Stern tenía la certeza —era una sensación visceral— de que Gordon no hablaba con total sinceridad sobre aquella tecnología. Sólo con ver las paredes curvas que constituían el blindaje de agua y las máquinas situadas en el centro, presentía que quedaba algo importante por explicar. Se propuso averiguarlo.

—¿Ahora, pues, esa mujer está en otro universo? —preguntó.

—En efecto.

—¿La han transmitido, y ha llegado a otro universo? ¿Como si se tratara de una hoja de papel a través de un fax?

—Exactamente.

—Pero, para reconstruirla en el otro extremo, se necesita también allí un fax, por seguir con la comparación.

Gordon movió la cabeza en un gesto de negación.

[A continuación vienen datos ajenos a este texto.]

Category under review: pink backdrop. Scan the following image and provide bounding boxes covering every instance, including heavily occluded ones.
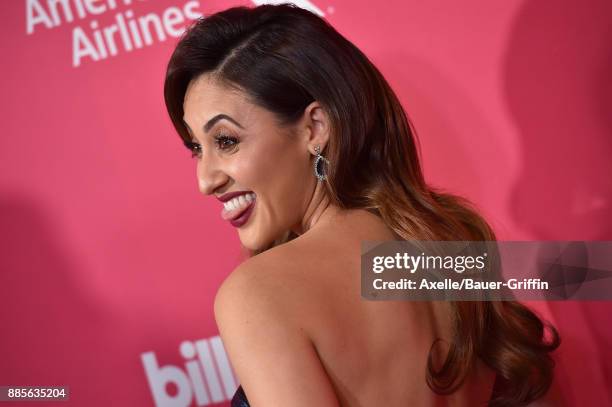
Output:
[0,0,612,406]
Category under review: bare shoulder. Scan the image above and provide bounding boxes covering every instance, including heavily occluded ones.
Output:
[214,242,338,407]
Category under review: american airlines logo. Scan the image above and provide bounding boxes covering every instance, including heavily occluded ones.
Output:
[140,336,238,407]
[25,0,326,68]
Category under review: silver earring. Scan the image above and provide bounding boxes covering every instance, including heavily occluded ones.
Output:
[313,145,329,181]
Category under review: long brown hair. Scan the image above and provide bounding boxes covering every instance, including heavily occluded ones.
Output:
[164,4,560,406]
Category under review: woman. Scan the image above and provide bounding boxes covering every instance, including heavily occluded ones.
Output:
[164,4,559,407]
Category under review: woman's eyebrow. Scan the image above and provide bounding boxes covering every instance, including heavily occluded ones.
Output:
[203,113,244,133]
[183,113,244,135]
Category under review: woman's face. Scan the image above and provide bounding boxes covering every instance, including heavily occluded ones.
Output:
[183,75,324,250]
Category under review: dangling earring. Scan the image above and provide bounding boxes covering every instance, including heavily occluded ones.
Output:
[314,145,329,181]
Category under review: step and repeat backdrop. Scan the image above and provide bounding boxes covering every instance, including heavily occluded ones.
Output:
[0,0,612,406]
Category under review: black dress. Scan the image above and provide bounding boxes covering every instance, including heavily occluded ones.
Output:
[231,386,251,407]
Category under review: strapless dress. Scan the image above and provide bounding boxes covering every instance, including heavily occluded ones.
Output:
[231,386,251,407]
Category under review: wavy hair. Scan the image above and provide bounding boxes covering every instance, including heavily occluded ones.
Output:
[164,3,560,406]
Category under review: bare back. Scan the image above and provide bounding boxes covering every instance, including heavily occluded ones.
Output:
[270,210,495,407]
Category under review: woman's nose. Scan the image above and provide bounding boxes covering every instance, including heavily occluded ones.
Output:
[197,161,228,195]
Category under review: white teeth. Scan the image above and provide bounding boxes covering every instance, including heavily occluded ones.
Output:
[223,193,255,211]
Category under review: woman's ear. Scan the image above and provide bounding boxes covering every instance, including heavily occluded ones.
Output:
[301,100,331,155]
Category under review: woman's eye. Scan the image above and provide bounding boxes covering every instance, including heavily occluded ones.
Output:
[189,142,202,158]
[215,134,238,150]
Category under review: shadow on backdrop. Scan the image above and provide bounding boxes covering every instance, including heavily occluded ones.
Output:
[503,0,612,406]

—No, no se necesita ninguna máquina al otro lado.

—¿Por qué no?

—Porque Gómez, o cualquier persona transmitida, está ya allí.

Stern arrugó la frente.

—¿Ya está allí? ¿Cómo es posible?

—En el momento de la transmisión, la persona se encuentra ya en el otro universo, y por tanto no es necesario que nosotros mismos la reconstruyamos allí.

—¿Por qué? —insistió Stern.

—Por ahora dejémoslo en que es una característica del multiverso. Si lo desea, podemos hablar de ello después. Estoy seguro de que a los demás no les interesan esos pormenores —dijo Gordon, señalando con la cabeza al resto del grupo.

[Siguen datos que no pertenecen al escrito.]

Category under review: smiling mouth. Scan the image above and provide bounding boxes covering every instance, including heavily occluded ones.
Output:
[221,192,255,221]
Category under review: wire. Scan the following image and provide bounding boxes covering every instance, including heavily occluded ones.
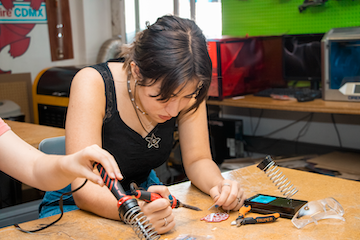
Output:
[249,108,264,136]
[331,113,342,148]
[14,179,87,233]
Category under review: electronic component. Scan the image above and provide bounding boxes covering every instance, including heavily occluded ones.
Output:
[244,194,307,219]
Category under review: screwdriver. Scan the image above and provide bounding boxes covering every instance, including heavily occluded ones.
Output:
[236,213,280,227]
[131,183,202,211]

Hay algo más, pensó Stern. Algo que no quiere contarnos. Stern volvió a mirar hacia la zona de transmisión, buscando el detalle anómalo, la pieza fuera de lugar. Porque tenía la firme convicción de que alguna pieza no encajaba.

—¿No ha dicho que sólo han enviado al pasado a unas cuantas personas?

—Sí, así es.

—¿Más de una a la vez?

—Casi nunca. A lo sumo dos, y en muy raras ocasiones —respondió Gordon.

—Entonces, ¿por qué hay tantas máquinas? Ahí abajo cuento ocho. ¿No bastaría con dos?

—Lo que ve es el resultado de nuestro programa de investigación —explicó Gordon—. Introducimos continuas mejoras en el diseño.

Gordon había contestado con aparente naturalidad, pero Stern creyó advertir algo en su mirada, un velado asomo de inquietud.

Sin duda esconde algo, pensó.

—¿Y no sería más lógico introducir las mejoras en las mismas máquinas? —preguntó Stern.

Gordon se encogió de hombros, pero guardó silencio. Sin duda, se reafirmó Stern para sus adentros.

—¿Qué hacen aquellos técnicos? —continuó Stern, aún tanteando. Señaló a los dos hombres que trabajaban de rodillas en la base de una de las máquinas—. Me refiero a los que están allí, al fondo. ¿Qué reparan exactamente?

—David —dijo Gordon—, creo francamente…

—¿Es esta tecnología realmente segura?

Gordon dejó escapar un suspiro.

—Véalo usted mismo.

A través de la amplia pantalla, se vio en el suelo de la sala de tránsito una rápida sucesión de destellos.

—Ya vuelve —anunció Gordon.

Los destellos cobraron mayor intensidad. Oyeron de nuevo el tableteo, aumentando gradualmente de volumen. Al cabo de un instante, la jaula alcanzó su tamaño natural, el zumbido se desvaneció, la neblina del suelo se arremolinó, y la mujer salió de la máquina, alzando una mano para saludar a los espectadores.

Stern la escrutó con los ojos entrecerrados. Parecía en perfecto estado. Conservaba el mismo aspecto que antes.

Gordon miró a Stern.

—Créame, no existe el menor riesgo. —Se volvió hacia la pantalla—. ¿Cómo has visto aquello, Sue?

—Excelente —contestó Gómez—. El punto de tránsito se encuentra en la orilla norte del río. Un lugar aislado, en el bosque. Prepare a su equipo, doctor Gordon. Voy a registrar la información en el marcador de reserva. Luego iremos allí y traeremos a ese viejo antes de que le pase algo.